Transform pipelines — honest CIs for data-dependent preprocessing¶
Most applied work runs some preprocessing before the model: imputing a missing covariate, trimming implausible values, dropping outliers by a data-driven rule. The estimate then carries the fingerprints of that preprocessing — but the standard inference pretends the cleaned data were handed down from on high. If the imputation model, the trim bounds, or the outlier flags would have come out differently on a different sample, your confidence interval is too narrow.

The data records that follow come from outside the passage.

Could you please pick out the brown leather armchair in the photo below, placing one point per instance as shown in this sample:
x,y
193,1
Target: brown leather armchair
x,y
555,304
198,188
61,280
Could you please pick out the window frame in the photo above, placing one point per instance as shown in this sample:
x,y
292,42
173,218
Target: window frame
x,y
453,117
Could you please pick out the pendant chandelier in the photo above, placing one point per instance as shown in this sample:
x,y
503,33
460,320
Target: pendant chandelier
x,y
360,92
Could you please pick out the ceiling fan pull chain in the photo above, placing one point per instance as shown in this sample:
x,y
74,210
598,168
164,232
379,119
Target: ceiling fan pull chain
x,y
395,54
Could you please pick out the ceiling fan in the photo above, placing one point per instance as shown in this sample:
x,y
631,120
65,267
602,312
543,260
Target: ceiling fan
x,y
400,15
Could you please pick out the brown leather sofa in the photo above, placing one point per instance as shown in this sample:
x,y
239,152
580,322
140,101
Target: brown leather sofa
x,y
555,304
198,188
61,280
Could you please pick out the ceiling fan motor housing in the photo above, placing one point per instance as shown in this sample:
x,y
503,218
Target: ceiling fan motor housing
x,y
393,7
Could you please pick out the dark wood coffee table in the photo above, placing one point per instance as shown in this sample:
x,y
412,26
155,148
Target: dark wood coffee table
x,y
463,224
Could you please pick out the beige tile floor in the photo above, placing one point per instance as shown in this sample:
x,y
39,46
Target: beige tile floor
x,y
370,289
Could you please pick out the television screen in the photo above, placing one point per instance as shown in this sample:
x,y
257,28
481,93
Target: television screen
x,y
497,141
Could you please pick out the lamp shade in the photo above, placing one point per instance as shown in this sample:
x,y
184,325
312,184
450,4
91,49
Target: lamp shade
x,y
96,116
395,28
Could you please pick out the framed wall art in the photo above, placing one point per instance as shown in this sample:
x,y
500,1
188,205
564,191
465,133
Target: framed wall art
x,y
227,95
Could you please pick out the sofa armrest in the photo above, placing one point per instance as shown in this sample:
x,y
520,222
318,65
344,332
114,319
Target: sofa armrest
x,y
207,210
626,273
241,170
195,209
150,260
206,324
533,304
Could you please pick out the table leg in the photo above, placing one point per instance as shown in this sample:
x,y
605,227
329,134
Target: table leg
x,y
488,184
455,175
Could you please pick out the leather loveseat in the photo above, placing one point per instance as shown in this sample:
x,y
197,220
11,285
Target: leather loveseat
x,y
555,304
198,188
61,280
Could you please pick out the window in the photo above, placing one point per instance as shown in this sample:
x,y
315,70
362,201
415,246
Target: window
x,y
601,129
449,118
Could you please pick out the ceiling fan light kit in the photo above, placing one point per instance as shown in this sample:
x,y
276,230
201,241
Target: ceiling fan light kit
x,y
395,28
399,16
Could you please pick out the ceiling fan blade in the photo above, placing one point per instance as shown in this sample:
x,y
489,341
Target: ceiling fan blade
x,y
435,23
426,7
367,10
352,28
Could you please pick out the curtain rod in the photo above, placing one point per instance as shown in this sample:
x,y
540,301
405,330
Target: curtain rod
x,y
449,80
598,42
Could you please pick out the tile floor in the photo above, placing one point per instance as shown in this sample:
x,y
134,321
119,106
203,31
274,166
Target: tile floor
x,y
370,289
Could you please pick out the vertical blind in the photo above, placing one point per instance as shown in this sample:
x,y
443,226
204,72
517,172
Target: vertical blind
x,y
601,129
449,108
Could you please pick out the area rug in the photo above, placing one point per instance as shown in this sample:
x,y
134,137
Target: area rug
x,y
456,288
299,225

A pymargins transform pipeline closes that gap. You pass
transforms=[...] to a bootstrap session; each stage is a frame → frame
transform that the bootstrap re-derives on every replicate, exactly the
way matching re-matches. The imputer re-fits, the
trim bounds recompute, the outlier rule re-runs — so the resample
distribution absorbs the variability of the preprocessing itself.
This demo runs three stages end-to-end on the Wage panel:
reimpute— bootstrap-then-impute multiple imputation, and how its CI widens relative to a naive single-imputation bootstrap.Composition — chaining
reimputewith atrimstage in one pipeline.drop_outliers— a data-driven outlier rule re-derived per replicate.
It closes with the structural guards: the combinations the session rejects at construction, and why.
import warnings
import numpy as np
import pandas as pd
import statsmodels.formula.api as smf
from linearmodels.datasets import wage_panel
from sklearn.experimental import enable_iterative_imputer # noqa: F401
from sklearn.impute import IterativeImputer
from pymargins import Margins, drop_outliers, reimpute, trim
cols = ["lwage", "exper", "educ", "married", "union"]
df = wage_panel.load().reset_index(drop=True)[cols].copy()
print(df.describe().round(2))
lwage exper educ married union
count 4360.00 4360.00 4360.00 4360.00 4360.00
mean 1.65 6.51 11.77 0.44 0.24
std 0.53 2.83 1.75 0.50 0.43
min -3.58 0.00 3.00 0.00 0.00
25% 1.35 4.00 11.00 0.00 0.00
50% 1.67 6.00 12.00 0.00 0.00
75% 1.99 9.00 12.00 1.00 0.00
max 4.05 18.00 16.00 1.00 1.00
1. reimpute — multiple imputation under the bootstrap¶
We inject MAR missingness into educ: workers with more experience are
more likely to have an unrecorded education, so the missingness depends on
an observed covariate (missing-at-random, not completely-at-random).
rng = np.random.default_rng(7)
p_miss = 1 / (1 + np.exp(-(df["exper"] - df["exper"].mean()) / 2))
miss = rng.uniform(size=len(df)) < 0.30 * p_miss
df_nan = df.copy()
df_nan.loc[miss, "educ"] = np.nan
print(f"missing educ: {int(miss.sum())} rows ({miss.mean():.1%})")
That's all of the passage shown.